The city of Victoria does not have the authority to ban cruise ships. The federal government has the authority to restrict cruise ship travel.
“It doesn’t speak to the spirit of partnership with greater Victoria’s Harbour Authority and Destination Greater Victoria,“ Victoria mayor Lisa Helps said.
“Based on what Dr. Henry has asked is a reasonable thing to do.”
In a release, Isitt details a push to compensate workers and businesses that will be hit hard by a potential closure of the cruise ship industry.
The calls come as Princess Cruises announced it would suspend voyages of all its 18 ships for two months.
The company has five planned stops in Victoria over the next two months, including the city’s first planned cruise ship arrival on April 3.
Chief Medical Health Officer Dr.
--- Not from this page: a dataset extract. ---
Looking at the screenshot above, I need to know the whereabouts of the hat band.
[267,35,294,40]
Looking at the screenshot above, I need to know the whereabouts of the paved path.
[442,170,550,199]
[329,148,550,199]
Bonnie Henry has been advising British Columbians to not get on a cruise, even though the federal government has not yet restricted cruise travel.
“Those are things that people need to make choices for themselves, being aware that the government of Canada website does have health advisories. Some of them, they’re quite broad right now,” Henry said.
“Nobody should be going on a cruise, in my opinion, right now.”
The Victoria cruise ship terminal welcomes 300 vessels annually with over 800,000 passengers and a $140-million impact on the local economy.
The industry employees around 800 direct and indirect jobs in Victoria.
Ian Robertson, CEO of Greater Victoria Harbour Authority, said he shares Henry’s concerns.
“Obviously, the health and safety of everyone is our top concern,” he said.
“We are working with Transport Canada and Health Canada. There is no question we will comply with any direction we receive from them.”